3.20. Uit de inhoud van het verzoekschrift tot beslaglegging en de beslag- en gerechtelijke bewaringsexploiten blijkt dat niet is voldaan een het vereiste dat sprake is van bepaalde bescheiden in de betekenis van artikel 843a Rv. Noch in het verzoekschrift noch in alle beslagexploiten is voldaan aan deze eis van concreetheid en selectie. Het betreft een schoolvoorbeeld van een totale ‘fishing expedition’. Uit niets blijkt dat een selectie is gemaakt ten aanzien van zaken- en gegevensdragers naar eigendom, bezit en/of feitelijk gebruik van de betreffende zaken en gegevens, doordat ook beslag is doorgevoerd op pc’s en laptops van derden- niet beslagenen. In dit geval is zelfs sprake van meer dan 6 ‘fishing expeditions’, aangezien ook beslag is gelegd op zaken, gegevensdragers en gegevens van derden.

Beoordeling
4.3. Uit genoemd artikel 843a lid 1 Rv volgt dat aan drie cumulatieve eisen moet worden voldaan om tot toewijzing van de vordering te komen. Er moet sprake zijn van bepaalde bescheiden bij de afgifte waarvan de eisende partij een rechtmatig belang heeft en het moet gaan om bescheiden aangaande een rechtsbetrekking waarin eiser of zijn rechtsvoorganger partij is. Artikel 1019a bepaalt ten aanzien van schending van intellectuele eigendomsrechten in dit verband dat een schending daarvan heeft te gelden als rechtsbetrekking als bedoeld in artikel 843a Rv. 

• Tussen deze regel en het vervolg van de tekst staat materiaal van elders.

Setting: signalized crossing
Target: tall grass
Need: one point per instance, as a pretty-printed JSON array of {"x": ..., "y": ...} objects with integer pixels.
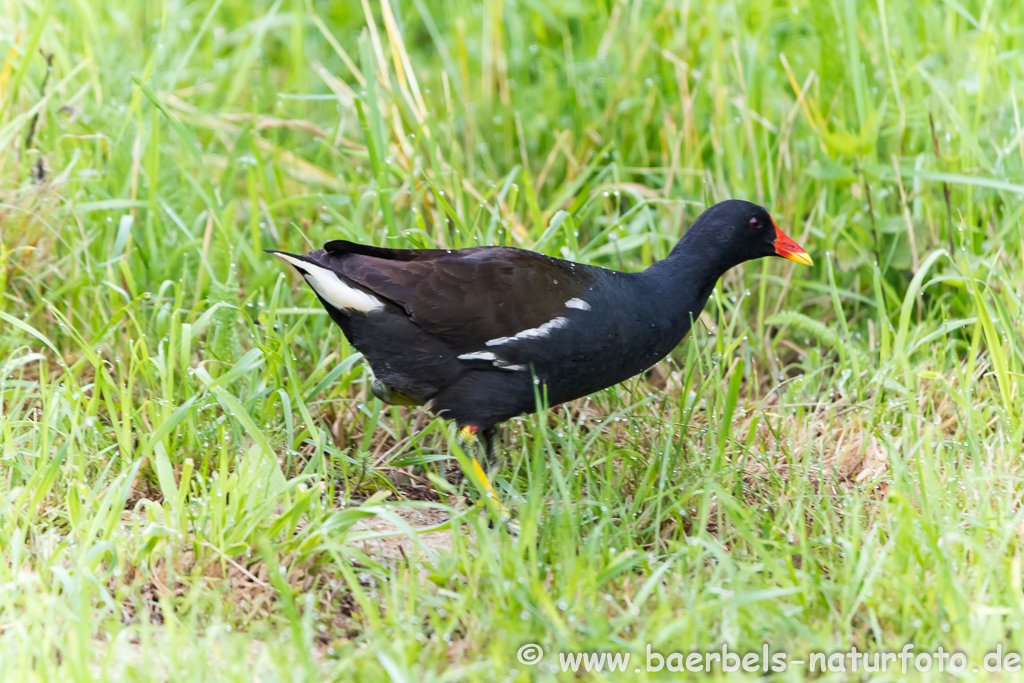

4.10. Alles overziend is de rechtbank van oordeel dat - nu uit de processen-verbaal niet kan worden afgeleid welke documenten en bescheiden, die zich bevinden op de in beslag genomen zaken, precies door het beslag worden getroffen en in welke van deze gegevens [eiseres] nu concreet inzage of daarvan afschrift wenst, terwijl [eiseres] nalaat bij haar incidentele vordering behoorlijk te specificeren - afschrift of inzage in de stukken leidt tot een ontoelaatbare ‘fishing expedition’. Daarvoor zijn de artikelen 843a Rv jo, artikel 1019a Rv niet geschreven. Reeds omdat niet wordt voldaan aan de eis van bepaaldheid c.q. het ontbreken van rechtmatig belang, moet de vordering van [eiseres] worden afgewezen en kunnen de overige stellingen en verweren verder onbesproken blijven.

In reconventie:
4.11. De rechtbank zal de vordering in reconventie afwijzen, nu Flexxolutions onvoldoende concreet, in het licht van de gemotiveerde betwisting door [eiseres], heeft onderbouwd waarom sprake zou zijn geweest van onrechtmatig gelegde beslagen. Voorts overweegt de rechtbank dat het in het licht van de beslissing op een incident als het onderhavige, niet aangewezen is om thans opheffing van de gelegde beslagen te vorderen, zolang op de vordering in de hoofdzaak niet is beslist.